Он занервничал. Если чубастый сорвиголова начинал говорить подобным образом – с ленцой, присущей гопнику в подворотне, – значит, готовился разродиться очередной дурацкой идеей. К худу или к добру, но иногда они срабатывали, словно спички, что могли зажечь лучинку, а заодно – спалить вместе с егерем лес.
Булат вынул из заплечной перевязи напарника Злоруб и взвесил в руке. Хороший топор. Хочешь – дрова коли; хочешь – деревья вали, а хочешь – головы с щелчком снимай. Красота.
– Чего? – Лунослав в полнейшей растерянности уставился на друга.
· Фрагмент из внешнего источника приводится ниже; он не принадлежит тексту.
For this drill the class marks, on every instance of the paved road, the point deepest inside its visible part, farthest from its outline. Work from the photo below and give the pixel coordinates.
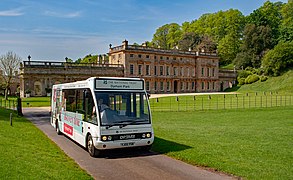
(121, 164)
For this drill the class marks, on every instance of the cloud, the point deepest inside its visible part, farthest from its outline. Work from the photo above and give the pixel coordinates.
(63, 15)
(13, 12)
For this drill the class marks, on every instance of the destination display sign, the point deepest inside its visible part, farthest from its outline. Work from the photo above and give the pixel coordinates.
(115, 84)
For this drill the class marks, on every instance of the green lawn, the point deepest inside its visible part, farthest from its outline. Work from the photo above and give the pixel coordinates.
(26, 102)
(26, 153)
(250, 143)
(227, 101)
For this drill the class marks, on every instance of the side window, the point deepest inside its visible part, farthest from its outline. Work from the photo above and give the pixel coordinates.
(70, 100)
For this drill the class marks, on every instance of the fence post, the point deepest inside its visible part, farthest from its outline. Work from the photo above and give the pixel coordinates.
(10, 119)
(201, 103)
(194, 103)
(236, 101)
(19, 108)
(224, 102)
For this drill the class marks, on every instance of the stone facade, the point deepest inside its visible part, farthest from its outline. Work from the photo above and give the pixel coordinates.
(164, 71)
(169, 71)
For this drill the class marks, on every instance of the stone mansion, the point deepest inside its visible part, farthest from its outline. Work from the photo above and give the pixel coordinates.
(164, 71)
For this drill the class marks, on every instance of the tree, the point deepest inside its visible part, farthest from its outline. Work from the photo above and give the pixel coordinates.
(279, 59)
(228, 48)
(189, 41)
(286, 28)
(9, 63)
(207, 44)
(257, 40)
(269, 15)
(167, 36)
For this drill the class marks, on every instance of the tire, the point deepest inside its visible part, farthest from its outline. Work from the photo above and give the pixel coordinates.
(146, 148)
(57, 129)
(91, 148)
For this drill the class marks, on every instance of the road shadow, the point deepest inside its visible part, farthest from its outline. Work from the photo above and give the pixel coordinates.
(163, 146)
(160, 146)
(126, 153)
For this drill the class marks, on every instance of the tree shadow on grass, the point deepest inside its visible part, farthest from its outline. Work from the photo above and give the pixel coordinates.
(160, 146)
(164, 146)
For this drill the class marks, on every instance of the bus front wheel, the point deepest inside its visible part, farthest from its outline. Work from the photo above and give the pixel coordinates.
(91, 148)
(57, 128)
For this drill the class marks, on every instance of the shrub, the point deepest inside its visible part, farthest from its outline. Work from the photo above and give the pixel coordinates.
(241, 81)
(251, 79)
(263, 78)
(243, 74)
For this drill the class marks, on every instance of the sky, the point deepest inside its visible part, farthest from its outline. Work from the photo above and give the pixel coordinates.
(50, 30)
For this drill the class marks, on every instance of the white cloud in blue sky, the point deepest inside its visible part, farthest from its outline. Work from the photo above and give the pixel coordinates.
(54, 29)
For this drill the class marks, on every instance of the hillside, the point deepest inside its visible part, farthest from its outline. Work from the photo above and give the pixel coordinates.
(281, 84)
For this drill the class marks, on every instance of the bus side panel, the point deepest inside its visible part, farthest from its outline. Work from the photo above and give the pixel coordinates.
(54, 106)
(73, 126)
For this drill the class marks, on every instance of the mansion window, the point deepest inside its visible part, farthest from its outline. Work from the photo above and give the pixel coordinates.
(175, 71)
(147, 69)
(167, 70)
(131, 69)
(161, 70)
(139, 69)
(147, 85)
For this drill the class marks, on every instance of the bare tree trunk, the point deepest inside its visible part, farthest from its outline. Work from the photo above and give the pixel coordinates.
(6, 93)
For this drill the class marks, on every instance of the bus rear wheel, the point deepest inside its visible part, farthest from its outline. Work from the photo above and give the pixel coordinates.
(57, 128)
(91, 147)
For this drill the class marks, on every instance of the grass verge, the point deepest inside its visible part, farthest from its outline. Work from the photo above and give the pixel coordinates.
(26, 153)
(250, 143)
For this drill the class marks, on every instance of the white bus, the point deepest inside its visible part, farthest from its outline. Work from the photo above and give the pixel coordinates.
(103, 113)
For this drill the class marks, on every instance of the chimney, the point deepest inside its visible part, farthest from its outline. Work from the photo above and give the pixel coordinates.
(125, 43)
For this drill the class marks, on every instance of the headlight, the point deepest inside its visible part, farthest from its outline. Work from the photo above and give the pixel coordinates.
(148, 135)
(104, 138)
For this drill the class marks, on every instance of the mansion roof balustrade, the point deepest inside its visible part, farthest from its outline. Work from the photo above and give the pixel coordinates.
(52, 64)
(158, 50)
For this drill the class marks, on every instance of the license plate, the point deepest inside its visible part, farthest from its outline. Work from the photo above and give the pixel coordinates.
(127, 144)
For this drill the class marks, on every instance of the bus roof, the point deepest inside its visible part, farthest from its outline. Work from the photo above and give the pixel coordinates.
(105, 83)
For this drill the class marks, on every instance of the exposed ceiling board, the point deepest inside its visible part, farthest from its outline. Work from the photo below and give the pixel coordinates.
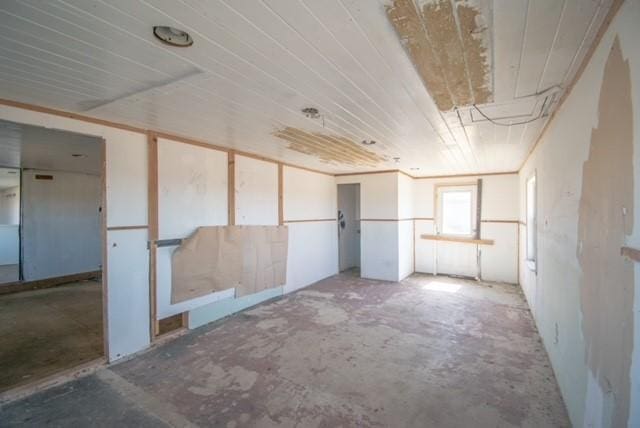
(255, 65)
(48, 149)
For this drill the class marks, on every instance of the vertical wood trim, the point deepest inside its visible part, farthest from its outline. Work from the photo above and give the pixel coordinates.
(152, 161)
(105, 255)
(231, 191)
(478, 207)
(280, 194)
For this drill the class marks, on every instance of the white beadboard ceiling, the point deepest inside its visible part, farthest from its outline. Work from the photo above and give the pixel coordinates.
(256, 63)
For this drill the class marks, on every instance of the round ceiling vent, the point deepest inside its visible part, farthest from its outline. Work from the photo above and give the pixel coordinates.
(173, 36)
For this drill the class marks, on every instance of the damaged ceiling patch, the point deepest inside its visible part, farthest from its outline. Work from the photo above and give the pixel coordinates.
(329, 148)
(446, 45)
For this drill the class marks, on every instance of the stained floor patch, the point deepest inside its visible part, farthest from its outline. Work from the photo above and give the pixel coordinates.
(446, 45)
(398, 355)
(329, 148)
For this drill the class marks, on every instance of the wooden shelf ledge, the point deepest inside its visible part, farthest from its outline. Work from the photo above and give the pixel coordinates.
(632, 253)
(458, 239)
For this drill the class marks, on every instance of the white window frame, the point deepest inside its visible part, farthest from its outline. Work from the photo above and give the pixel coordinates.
(462, 187)
(531, 212)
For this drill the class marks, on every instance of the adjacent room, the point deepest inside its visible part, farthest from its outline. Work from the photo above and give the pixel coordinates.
(320, 213)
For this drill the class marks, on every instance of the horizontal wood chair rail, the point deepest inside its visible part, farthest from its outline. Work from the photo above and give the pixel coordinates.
(631, 253)
(458, 239)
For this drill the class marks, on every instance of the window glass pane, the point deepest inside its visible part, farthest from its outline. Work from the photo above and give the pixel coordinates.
(456, 213)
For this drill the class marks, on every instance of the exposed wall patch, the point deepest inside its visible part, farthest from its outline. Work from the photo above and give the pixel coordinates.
(329, 148)
(445, 45)
(605, 220)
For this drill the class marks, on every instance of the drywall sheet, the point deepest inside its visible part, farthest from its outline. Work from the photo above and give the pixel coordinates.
(247, 258)
(499, 262)
(256, 192)
(192, 188)
(313, 253)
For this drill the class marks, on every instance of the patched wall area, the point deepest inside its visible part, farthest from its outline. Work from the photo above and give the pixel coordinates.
(584, 293)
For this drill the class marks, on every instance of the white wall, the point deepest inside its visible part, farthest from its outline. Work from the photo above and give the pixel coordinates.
(127, 267)
(499, 216)
(310, 199)
(61, 224)
(554, 293)
(10, 205)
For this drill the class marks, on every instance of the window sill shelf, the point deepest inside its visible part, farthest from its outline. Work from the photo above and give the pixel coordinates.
(458, 239)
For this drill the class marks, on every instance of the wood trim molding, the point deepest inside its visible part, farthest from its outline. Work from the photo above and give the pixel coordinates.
(458, 239)
(127, 227)
(615, 7)
(231, 189)
(19, 286)
(631, 253)
(280, 194)
(309, 221)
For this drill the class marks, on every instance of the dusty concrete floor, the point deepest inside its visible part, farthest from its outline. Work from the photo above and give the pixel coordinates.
(430, 352)
(43, 332)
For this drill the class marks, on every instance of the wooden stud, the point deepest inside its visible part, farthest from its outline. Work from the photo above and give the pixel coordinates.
(152, 147)
(280, 194)
(231, 189)
(105, 254)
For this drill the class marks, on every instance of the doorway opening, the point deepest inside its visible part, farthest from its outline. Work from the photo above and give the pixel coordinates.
(349, 226)
(51, 252)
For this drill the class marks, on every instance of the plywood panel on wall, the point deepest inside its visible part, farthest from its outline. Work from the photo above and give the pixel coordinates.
(256, 191)
(192, 188)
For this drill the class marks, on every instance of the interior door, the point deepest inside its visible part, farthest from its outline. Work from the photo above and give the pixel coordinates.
(349, 225)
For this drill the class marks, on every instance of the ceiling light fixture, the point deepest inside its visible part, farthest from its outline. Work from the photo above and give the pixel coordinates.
(311, 112)
(172, 36)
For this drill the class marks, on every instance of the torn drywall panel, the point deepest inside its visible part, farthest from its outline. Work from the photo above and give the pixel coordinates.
(605, 220)
(247, 258)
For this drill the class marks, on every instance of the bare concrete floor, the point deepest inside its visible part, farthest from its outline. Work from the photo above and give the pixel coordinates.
(429, 352)
(43, 332)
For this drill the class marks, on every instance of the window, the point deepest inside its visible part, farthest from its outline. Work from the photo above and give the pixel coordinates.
(456, 212)
(532, 222)
(456, 205)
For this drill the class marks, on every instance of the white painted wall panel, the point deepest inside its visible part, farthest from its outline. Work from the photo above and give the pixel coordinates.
(163, 287)
(308, 195)
(192, 188)
(425, 249)
(378, 194)
(256, 188)
(127, 179)
(128, 288)
(499, 262)
(313, 253)
(500, 200)
(379, 250)
(61, 224)
(9, 244)
(405, 249)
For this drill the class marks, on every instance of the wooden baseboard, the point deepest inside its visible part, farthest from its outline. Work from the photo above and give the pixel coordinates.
(19, 286)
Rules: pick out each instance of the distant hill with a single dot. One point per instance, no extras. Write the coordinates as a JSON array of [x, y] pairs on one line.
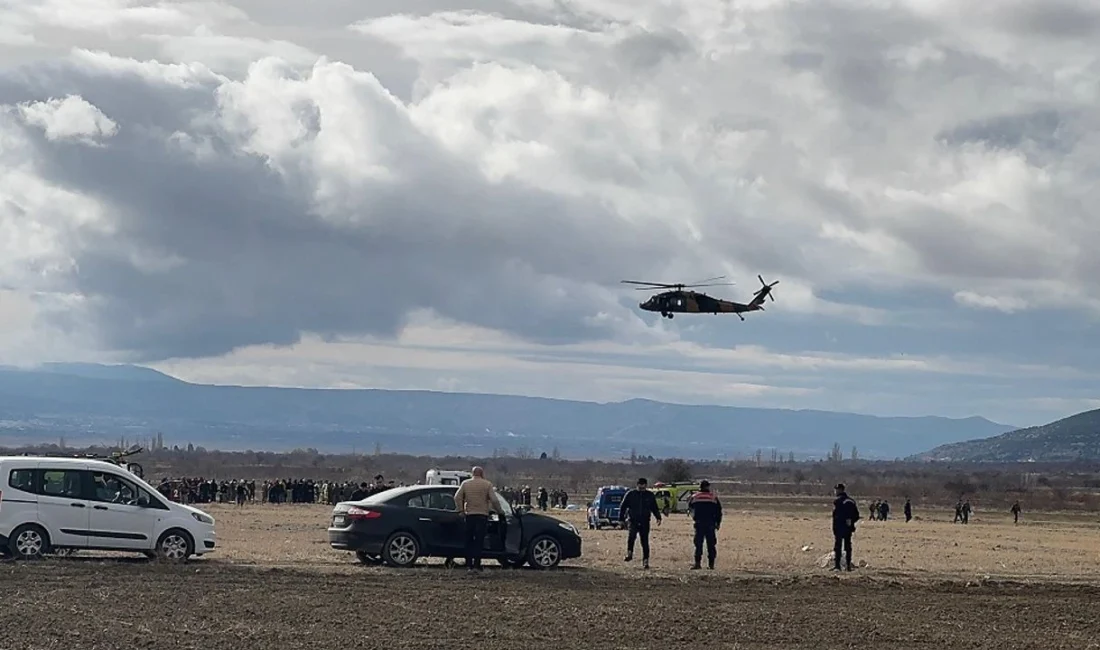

– Нам эта вещица, если помнишь, досталась от одного кошмара.
– И?
– Против дурных снов вещица и поможет.
Колун низко завибрировал, словно запущенный камертон. Послышался дремотный гул – приятный, пробирающий до костей и сладко оседающий на яйцах. Чистое лезвие увесистой головы Злоруба покрыла ржавчина, шедшая от рубящей кромки. А потом тронутые ржой участки вспенились, будто дровосечный колун сходил с ума.
– Матерь Божья! Ты его что, бешенством заразил? – Лунослав забрал свое оружие и оглядел. Ощутил укол ревности.
– А я-то откуда знаю? Может, я руки после туалета не сполоснул, вот он и психанул. Ты же у нас чистюля. – Булат позволил себе невинную улыбку отравителя и рассмеялся. – Ладно-ладно. Что дальше?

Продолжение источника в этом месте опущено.